Hello,
We are trying to use Nutch in our project. This is my first
project with Nutch and Hbase.
I was able to make Nutch write to Hbase. When I go into the hbase shell and
use the scan command I see data.
I started writing a map reduce to get the data out of Hbase. Our intention
is to do some massaging and write the cleaned data into RDBMS.

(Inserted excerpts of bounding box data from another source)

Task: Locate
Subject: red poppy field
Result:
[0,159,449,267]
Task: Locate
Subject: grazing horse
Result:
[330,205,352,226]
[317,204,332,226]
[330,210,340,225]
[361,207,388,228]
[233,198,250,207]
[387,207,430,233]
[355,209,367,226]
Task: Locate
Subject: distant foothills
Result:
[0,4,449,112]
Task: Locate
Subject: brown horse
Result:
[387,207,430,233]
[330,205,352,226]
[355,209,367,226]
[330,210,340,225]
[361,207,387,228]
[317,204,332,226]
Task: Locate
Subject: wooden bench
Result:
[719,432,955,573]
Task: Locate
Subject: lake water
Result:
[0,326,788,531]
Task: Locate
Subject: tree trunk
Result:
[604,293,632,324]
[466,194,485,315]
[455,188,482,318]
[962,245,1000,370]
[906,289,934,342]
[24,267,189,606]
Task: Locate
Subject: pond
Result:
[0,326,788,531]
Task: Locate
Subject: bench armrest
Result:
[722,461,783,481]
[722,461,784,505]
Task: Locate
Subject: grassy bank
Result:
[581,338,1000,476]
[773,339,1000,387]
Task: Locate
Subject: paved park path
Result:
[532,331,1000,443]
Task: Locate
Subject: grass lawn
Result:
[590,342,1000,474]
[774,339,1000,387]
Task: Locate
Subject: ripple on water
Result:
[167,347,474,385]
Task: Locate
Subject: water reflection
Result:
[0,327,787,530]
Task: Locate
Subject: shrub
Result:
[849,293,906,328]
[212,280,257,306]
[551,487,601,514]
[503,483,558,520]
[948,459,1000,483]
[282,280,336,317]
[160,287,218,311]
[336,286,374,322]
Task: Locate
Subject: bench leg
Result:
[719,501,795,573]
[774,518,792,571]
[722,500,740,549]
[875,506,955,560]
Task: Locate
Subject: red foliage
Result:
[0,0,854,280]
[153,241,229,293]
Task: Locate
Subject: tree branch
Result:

In my Map program I am not able to see the data I see through the scan
command.
Question : How do I read Nutch crawl data from Hbase .
Map Program is
protected void map(
ImmutableBytesWritable rowkey,
Result result,
Context context) {
NavigableMap<byte[],NavigableMap<byte[],NavigableMap<Long,byte[]>>> map
=
result.getMap();
for (Entry<byte[], NavigableMap<byte[], NavigableMap<Long,
byte[]>>> columnFamilyEntry : map.entrySet())
{
NavigableMap<byte[],NavigableMap<Long,byte[]>> columnMap =
columnFamilyEntry.getValue();
for( Entry<byte[], NavigableMap<Long, byte[]>>
columnEntry :
columnMap.entrySet())
{
NavigableMap<Long,byte[]> cellMap =
columnEntry.getValue();
for ( Entry<Long, byte[]> cellEntry :
cellMap.entrySet())
{
System.out.println(String.format("Key : %s, Value
: %s", Bytes.toString(columnEntry.getKey()),
Bytes.toString(cellEntry.getValue())));
}
}
}
I see the following in the console
Key : st, Value :
Any help would be appreciated
Thanks
Murali